Unionized flight attendants, including those at American and United, as well as conjunction pilots have pay protections in their contracts for a minimum number of hours they can be paid each month.
American triturated its capacity by about 60% in April and by 80% in May “in light of the record low demand,” CEO Doug Parker told employees in a video report last Thursday.
“While the lack of furloughs would keep our full team employed with full helps in the crisis there are going to be fewer hours available to work for many of our team members,” said Parker. “Diverse groups will be at minimum paid hours for the next few months.” Parker said the airline is examining the terms of the aid but that the porter could receive about $12 billion.
American pilots for example, have minimums of about 75 be punished for hours, according to Dennis Tajer, a Boeing 737 captain and spokesman for the Allied Pilots Association, which represents anent 15,000 American Airlines pilots. while in a normal operation pilots would be working close to 90 hours.
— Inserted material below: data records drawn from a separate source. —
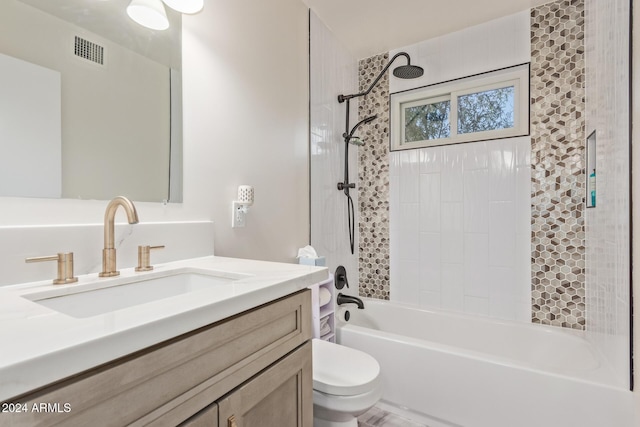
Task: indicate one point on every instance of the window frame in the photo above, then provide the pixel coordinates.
(517, 76)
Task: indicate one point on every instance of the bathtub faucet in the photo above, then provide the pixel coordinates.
(346, 299)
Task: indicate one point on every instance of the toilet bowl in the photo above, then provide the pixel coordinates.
(346, 384)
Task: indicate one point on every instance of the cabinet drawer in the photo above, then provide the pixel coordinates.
(281, 396)
(180, 377)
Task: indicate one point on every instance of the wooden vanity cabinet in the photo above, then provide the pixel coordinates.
(250, 370)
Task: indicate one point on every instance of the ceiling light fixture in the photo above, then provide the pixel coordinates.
(148, 13)
(185, 6)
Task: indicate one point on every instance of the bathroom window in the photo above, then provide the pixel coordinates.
(489, 106)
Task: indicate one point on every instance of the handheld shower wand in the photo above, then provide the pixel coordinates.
(404, 72)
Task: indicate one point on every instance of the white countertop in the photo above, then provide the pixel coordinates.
(40, 345)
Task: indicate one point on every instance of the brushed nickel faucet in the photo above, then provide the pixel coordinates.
(109, 251)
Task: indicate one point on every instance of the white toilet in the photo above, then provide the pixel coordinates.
(346, 384)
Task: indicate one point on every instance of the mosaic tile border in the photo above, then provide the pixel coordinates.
(557, 152)
(373, 181)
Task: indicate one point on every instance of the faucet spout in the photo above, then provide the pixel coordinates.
(346, 299)
(109, 251)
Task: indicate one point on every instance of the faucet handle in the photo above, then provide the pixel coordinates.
(65, 267)
(144, 257)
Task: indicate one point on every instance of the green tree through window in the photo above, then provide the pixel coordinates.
(488, 110)
(427, 122)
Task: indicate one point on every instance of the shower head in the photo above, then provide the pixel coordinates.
(404, 72)
(408, 71)
(360, 123)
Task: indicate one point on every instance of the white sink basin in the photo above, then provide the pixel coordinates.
(91, 300)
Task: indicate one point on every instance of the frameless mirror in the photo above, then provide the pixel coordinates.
(91, 102)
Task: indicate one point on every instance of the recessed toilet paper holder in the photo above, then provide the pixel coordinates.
(340, 277)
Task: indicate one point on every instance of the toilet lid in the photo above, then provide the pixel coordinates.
(341, 370)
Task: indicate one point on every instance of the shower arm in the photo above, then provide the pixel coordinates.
(342, 98)
(346, 185)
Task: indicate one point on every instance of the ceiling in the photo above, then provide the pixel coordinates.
(369, 27)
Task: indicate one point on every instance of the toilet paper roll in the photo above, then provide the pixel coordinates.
(324, 295)
(343, 314)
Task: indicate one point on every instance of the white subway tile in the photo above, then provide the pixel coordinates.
(430, 299)
(476, 202)
(430, 268)
(502, 283)
(452, 241)
(451, 174)
(431, 159)
(408, 290)
(430, 202)
(409, 174)
(409, 232)
(476, 156)
(502, 234)
(452, 287)
(476, 305)
(502, 170)
(476, 264)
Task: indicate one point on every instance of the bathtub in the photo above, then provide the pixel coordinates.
(456, 370)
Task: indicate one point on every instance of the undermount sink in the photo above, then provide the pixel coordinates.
(96, 298)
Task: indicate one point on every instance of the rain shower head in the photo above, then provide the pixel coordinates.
(408, 71)
(370, 119)
(360, 123)
(404, 72)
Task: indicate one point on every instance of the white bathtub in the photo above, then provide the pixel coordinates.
(466, 371)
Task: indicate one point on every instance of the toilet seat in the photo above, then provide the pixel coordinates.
(343, 371)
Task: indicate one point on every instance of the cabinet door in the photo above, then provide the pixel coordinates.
(208, 417)
(280, 396)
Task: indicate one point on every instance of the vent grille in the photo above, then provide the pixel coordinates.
(89, 50)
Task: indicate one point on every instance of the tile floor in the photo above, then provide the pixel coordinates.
(376, 417)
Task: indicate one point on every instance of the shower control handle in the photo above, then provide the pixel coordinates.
(341, 277)
(342, 185)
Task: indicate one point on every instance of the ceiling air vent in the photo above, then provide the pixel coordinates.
(89, 50)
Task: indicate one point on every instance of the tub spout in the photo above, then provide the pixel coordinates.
(346, 299)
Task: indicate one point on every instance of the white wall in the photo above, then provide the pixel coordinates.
(245, 122)
(460, 215)
(608, 224)
(334, 72)
(635, 174)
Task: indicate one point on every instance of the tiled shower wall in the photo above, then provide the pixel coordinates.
(373, 181)
(551, 37)
(440, 216)
(334, 71)
(557, 153)
(460, 227)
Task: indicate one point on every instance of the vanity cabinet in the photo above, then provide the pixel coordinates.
(253, 369)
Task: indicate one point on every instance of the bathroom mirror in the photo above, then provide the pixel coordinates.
(116, 88)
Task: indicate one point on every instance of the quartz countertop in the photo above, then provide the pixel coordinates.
(41, 345)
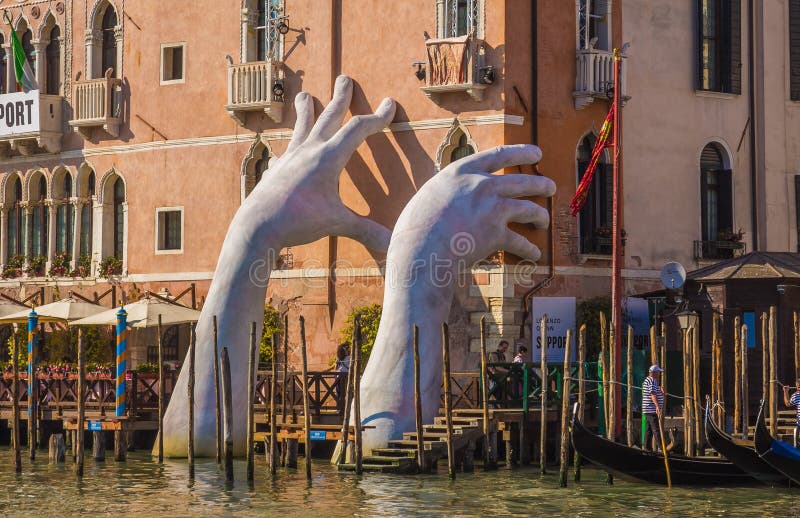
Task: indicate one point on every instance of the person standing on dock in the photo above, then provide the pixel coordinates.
(652, 404)
(793, 401)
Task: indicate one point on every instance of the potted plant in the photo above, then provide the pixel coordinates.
(110, 267)
(59, 266)
(14, 267)
(36, 265)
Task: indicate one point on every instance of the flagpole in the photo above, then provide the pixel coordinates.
(616, 231)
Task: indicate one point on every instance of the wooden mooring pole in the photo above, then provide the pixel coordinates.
(629, 383)
(357, 444)
(448, 403)
(306, 410)
(217, 405)
(15, 406)
(251, 389)
(581, 392)
(543, 398)
(162, 390)
(565, 390)
(418, 403)
(272, 454)
(190, 388)
(488, 445)
(227, 413)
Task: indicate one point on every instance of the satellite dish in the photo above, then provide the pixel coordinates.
(673, 275)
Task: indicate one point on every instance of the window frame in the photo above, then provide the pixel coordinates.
(164, 46)
(158, 233)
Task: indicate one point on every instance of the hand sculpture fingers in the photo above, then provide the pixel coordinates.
(499, 158)
(523, 211)
(371, 234)
(357, 129)
(519, 246)
(330, 120)
(304, 106)
(517, 185)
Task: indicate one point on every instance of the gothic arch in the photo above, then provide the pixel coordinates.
(451, 141)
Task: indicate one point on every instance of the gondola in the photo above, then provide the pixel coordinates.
(743, 454)
(649, 466)
(781, 456)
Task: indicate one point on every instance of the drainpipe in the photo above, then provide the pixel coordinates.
(551, 241)
(754, 220)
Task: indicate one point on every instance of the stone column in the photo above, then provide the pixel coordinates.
(77, 208)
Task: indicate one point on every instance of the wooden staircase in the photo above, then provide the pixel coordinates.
(400, 456)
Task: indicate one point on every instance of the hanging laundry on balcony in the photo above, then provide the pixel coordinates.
(447, 60)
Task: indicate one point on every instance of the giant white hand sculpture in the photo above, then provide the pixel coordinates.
(296, 202)
(457, 218)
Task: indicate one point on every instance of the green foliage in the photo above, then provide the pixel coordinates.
(370, 317)
(272, 324)
(588, 312)
(147, 368)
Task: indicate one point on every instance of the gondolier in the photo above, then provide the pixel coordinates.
(652, 404)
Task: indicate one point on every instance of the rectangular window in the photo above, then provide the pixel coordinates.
(794, 50)
(169, 230)
(720, 46)
(173, 62)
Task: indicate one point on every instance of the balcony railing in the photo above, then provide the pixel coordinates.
(98, 104)
(454, 65)
(252, 87)
(595, 75)
(718, 250)
(25, 132)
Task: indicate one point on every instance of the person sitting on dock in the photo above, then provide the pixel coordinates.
(793, 401)
(652, 404)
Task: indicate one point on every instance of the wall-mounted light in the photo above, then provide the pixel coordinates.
(420, 73)
(277, 91)
(487, 75)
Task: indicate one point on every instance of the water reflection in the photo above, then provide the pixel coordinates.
(143, 486)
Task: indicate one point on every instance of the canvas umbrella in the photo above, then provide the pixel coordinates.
(144, 313)
(64, 310)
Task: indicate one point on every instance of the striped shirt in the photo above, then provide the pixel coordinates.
(795, 400)
(651, 386)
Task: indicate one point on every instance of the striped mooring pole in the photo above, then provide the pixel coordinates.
(33, 354)
(122, 356)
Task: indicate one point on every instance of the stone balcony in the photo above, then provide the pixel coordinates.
(30, 123)
(595, 76)
(455, 65)
(255, 87)
(98, 104)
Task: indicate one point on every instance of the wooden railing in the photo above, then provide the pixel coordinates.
(60, 393)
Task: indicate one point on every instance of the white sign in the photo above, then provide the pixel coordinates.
(19, 113)
(560, 313)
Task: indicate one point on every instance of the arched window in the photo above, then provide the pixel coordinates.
(64, 223)
(3, 65)
(109, 52)
(53, 63)
(40, 216)
(595, 217)
(86, 218)
(462, 149)
(119, 217)
(716, 200)
(16, 216)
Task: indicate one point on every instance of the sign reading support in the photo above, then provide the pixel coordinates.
(560, 313)
(318, 435)
(19, 113)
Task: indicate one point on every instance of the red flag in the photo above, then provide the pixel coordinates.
(579, 199)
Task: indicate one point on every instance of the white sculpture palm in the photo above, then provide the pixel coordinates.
(458, 217)
(296, 202)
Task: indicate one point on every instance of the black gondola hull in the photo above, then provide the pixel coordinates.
(649, 466)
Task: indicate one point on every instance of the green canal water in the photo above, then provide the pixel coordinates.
(143, 487)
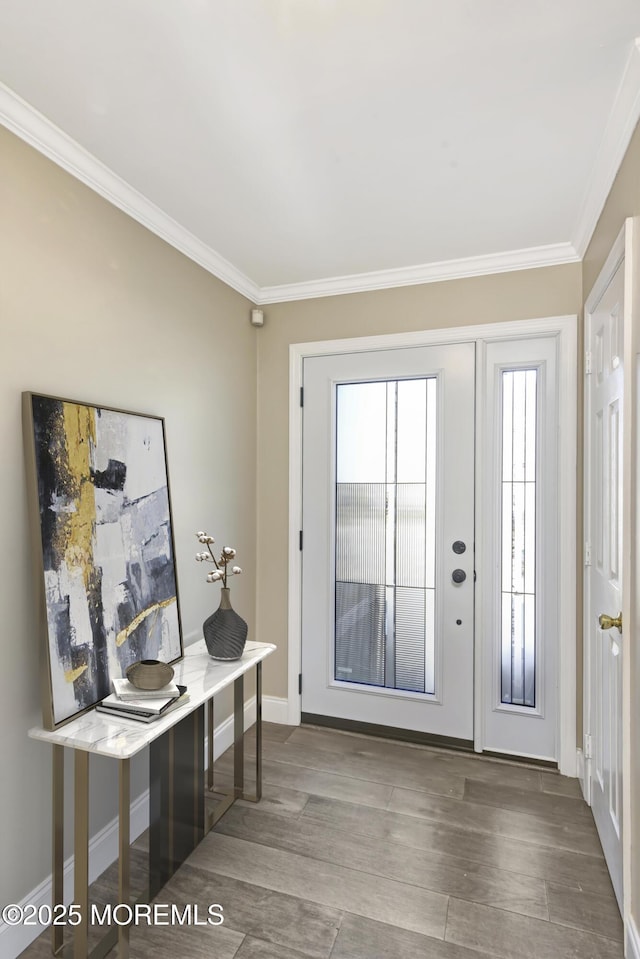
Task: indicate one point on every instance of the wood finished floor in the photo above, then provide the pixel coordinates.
(366, 849)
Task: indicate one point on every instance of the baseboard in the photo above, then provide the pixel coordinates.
(275, 709)
(103, 847)
(633, 940)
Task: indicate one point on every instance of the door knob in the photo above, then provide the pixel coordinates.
(608, 622)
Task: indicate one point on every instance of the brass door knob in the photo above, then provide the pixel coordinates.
(608, 622)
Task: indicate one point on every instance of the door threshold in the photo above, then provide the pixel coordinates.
(388, 732)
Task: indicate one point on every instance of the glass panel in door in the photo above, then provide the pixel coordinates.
(385, 535)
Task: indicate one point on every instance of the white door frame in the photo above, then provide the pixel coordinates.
(565, 327)
(626, 245)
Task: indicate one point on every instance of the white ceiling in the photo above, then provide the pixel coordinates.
(287, 143)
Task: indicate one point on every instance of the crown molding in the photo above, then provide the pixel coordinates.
(623, 119)
(527, 259)
(32, 127)
(35, 129)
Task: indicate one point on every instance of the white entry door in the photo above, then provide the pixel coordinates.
(604, 535)
(388, 520)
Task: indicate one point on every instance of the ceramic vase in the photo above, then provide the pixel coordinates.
(225, 632)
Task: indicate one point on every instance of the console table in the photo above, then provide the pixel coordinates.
(178, 818)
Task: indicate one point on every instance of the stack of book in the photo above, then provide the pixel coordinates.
(142, 705)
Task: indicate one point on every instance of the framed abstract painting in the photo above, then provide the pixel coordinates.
(104, 549)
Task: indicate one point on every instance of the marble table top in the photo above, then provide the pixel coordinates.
(122, 738)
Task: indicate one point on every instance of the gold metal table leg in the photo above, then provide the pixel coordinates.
(57, 932)
(210, 745)
(258, 793)
(81, 851)
(238, 736)
(124, 858)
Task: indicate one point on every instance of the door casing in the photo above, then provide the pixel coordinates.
(566, 329)
(626, 244)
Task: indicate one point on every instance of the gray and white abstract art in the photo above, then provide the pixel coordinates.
(107, 547)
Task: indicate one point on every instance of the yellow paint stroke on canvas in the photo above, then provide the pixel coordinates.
(72, 674)
(75, 534)
(140, 618)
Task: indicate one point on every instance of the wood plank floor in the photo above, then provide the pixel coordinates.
(366, 849)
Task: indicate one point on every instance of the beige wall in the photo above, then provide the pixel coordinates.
(623, 201)
(96, 308)
(552, 291)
The moment hit just as airlines were gearing up for another strong summer, the peak of travel demand.
“We went from the crush of times to the worst of times overnight,” Tajer said.
U.S. airlines had just posted their 10th consecutive year of profits in 2019.
Airline superintendents have warned employees in recent days that they expect a long-lasting slump in demand as the economic hit from the coronavirus becomes clearer. The downturn has required airlines to shrink.
United’s CEO, Oscar Munoz, and its president, Scott Kirby, who receives over as CEO in May, told employees on Friday that they expect demand to remain week for months and possibly into next year.
“We see fit continue to plan for the worst and hope for a faster recovery but no matter what happens, taking care of each of our living soul will remain our number one priority,” they said in a note to employees. “That means being honest, lovely and upfront with you: if the recovery is as slow as we fear, it means our airline and our workforce will have to be smaller than it is today.”